Myles coped with the midday town traffic well, the one way system was
second nature to him now. He was sent to Ardmore estate to do a three
point turn which he executed perfectly. He reversed around a corner in
Knockmoyne and performed an emergency stop outside the Regional
Hospital. Everything was flowing smoothly and he grew in confidence as
the test went on. Then while driving up the main street, outside the
A.I.B. bank ,a Securicor van stopped suddenly in front of him. Myles
braked and waited expecting it to move on. But instead it's hazard
lights went on and a man in a blue uniform and a crash helmet got out.
He was making a delivery. Myles was tight up against the van and
couldn't see what traffic was coming against him. Then cars behind him
started to overtake. He was trapped. He was only there a couple of
minutes but it felt like hours. He began to sweat trying to decide
whether he could overtake or not. Finally when there was no one left
behind him he found the courage to chance it .He was lucky, there was
nothing coming, but he noticed the examiner writing something down in
his book. Shortly afterwards he was directed back to the test centre. He
drove back dejectedly. He was sure he had failed. He imagined the
comments written in the examiner's book. Hesitancy, lack of confidence,
too close to the car in front. He thought of all the time and money he'd
spent. And worst of all he could see his father's face grinning at him
saying again
"I told you you'd never pass without my help!"
When
he parked the car the examiner took out a question sheet. Myles
immediately cheered up. If he'd failed the practical then he'd hardly be
asked questions on the Highway Code. In all he was asked four, which he
answered easily, and he could have answered forty four as by now he'd
nearly swallowed the book.
"Well I'm pleased to inform you," the small thin man
said eventually, "that you've passed your driving test."
Myles
slumped in the seat with relief. He took the precious certificate
gratefully and waved it above his head as he walked across to the test
centre where Danny was waiting. Danny shook his hand warmly.
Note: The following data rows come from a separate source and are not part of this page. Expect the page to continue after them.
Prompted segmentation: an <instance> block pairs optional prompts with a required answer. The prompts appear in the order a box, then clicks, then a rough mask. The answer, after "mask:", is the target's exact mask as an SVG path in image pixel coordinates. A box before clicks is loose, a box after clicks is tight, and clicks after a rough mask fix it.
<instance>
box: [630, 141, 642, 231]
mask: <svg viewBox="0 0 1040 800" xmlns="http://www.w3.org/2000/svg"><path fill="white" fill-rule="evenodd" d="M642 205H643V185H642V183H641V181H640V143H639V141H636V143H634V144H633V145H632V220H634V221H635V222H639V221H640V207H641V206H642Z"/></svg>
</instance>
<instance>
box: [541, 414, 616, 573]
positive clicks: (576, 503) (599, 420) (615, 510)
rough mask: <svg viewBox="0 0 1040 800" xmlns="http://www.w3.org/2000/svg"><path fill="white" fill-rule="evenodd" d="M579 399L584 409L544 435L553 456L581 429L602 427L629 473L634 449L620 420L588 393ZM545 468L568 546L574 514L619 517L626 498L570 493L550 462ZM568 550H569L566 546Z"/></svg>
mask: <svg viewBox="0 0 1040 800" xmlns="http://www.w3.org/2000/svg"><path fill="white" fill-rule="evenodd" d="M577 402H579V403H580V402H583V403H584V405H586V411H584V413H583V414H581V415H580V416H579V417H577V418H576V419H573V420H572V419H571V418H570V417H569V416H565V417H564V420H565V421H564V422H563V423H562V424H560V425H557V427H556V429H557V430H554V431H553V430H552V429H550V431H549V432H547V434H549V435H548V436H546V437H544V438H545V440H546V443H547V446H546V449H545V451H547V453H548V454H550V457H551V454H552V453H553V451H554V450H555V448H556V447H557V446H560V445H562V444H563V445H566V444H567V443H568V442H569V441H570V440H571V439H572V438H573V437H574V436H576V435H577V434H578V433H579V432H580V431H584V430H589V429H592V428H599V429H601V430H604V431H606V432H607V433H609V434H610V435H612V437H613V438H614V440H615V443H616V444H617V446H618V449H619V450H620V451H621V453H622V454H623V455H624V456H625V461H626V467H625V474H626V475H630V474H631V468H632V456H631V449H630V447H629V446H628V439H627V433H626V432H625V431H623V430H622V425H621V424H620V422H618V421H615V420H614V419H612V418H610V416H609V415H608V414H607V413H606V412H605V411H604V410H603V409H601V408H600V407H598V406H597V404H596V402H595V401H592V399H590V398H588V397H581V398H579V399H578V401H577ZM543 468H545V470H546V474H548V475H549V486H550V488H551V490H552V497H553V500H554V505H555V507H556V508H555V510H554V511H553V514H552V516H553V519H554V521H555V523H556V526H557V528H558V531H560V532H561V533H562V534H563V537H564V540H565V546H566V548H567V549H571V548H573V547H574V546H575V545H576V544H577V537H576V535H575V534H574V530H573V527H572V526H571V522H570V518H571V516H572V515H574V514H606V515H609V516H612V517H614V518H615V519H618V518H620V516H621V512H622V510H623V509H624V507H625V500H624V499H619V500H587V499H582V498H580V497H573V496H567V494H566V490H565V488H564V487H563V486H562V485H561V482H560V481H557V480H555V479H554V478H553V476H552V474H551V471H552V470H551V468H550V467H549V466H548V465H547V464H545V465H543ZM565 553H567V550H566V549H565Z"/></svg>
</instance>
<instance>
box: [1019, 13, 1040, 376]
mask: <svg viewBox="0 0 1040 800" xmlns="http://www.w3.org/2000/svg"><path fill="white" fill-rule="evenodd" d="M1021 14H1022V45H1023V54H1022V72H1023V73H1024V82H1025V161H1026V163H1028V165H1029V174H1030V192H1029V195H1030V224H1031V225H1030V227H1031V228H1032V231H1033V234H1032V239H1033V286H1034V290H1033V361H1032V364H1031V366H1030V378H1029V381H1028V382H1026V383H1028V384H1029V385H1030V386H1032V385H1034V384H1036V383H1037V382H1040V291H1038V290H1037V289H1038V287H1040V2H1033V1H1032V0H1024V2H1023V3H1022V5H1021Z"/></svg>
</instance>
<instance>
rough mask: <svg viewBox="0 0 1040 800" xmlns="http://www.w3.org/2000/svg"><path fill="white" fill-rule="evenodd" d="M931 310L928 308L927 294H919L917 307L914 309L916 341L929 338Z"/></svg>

"Congratulations Myles! Well done! You'll have to frame
that. It was hard earned."
"Hard earned?" said Myles with mock contempt.
"This wasn't hard earned. This was fought for. Battled for. You wouldn't
believe the hassle I've had getting this."
Danny
drove him home and all the way Myles couldn't but imagine his father's
face when he told him. By the time he arrived he'd decided to be
magnanimous. He wasn't going to make much of it. But he knew he wouldn't
have to.
"This'll kill th'auld fella anyway," he smiled.
Seamus
Doherty was in the kitchen having his lunch when he came in. Myles went
over to the fireplace and flopped down into his father's chair. He held
out his certificate in front of him and admired it.
"Well, how'd you do?" inquired his mother from the
kitchen.
"I passed Mam!"
"Oh! Congratulations Myles!" She came into the sitting
room and gave him a big hug.
"D'yer hear that Seamus? Myles is after passing his driving
test. First time. Isn't he great?"
Seamus
said nothing for a moment, then replied,
"Sure why wouldn't he?"
Myles
had been waiting for some disparaging remark but he didn't understand
this one.
"What d'you mean by that?" he asked.
There
was another short silence from the kitchen as Seamus chewed on a pork
sausage.
"Wasn't it Dony Corcoran who took you?"
Myles
looked at the name on the
bottom of the certificate -
D. CORCORAN - EXAMINER.
"It was. So what?"
Seamus
drained his mug of tea and placed it down on the table.
"Sound
man, Dony," he said eventually. "We were at school together you know. In the same class for years. I put a word
in for you last night. Sure I knew you wouldn't have a hope
otherwise. He said he wouldn't let me down."
Myles
stared at the precious certificate and saw it tarnish before his eyes.
All at once the pain and anguish of the last few months went through his
head. Could this have been had for a quiet word? A nod and a wink? He
felt like the crusader who had returned from Palestine to find the Holy
Grail hanging in his kitchen.
"You could have drove into the ditch today," continued
Seamus, "and you'd have still passed. But sure, didn't I say you wouldn't pass without my help."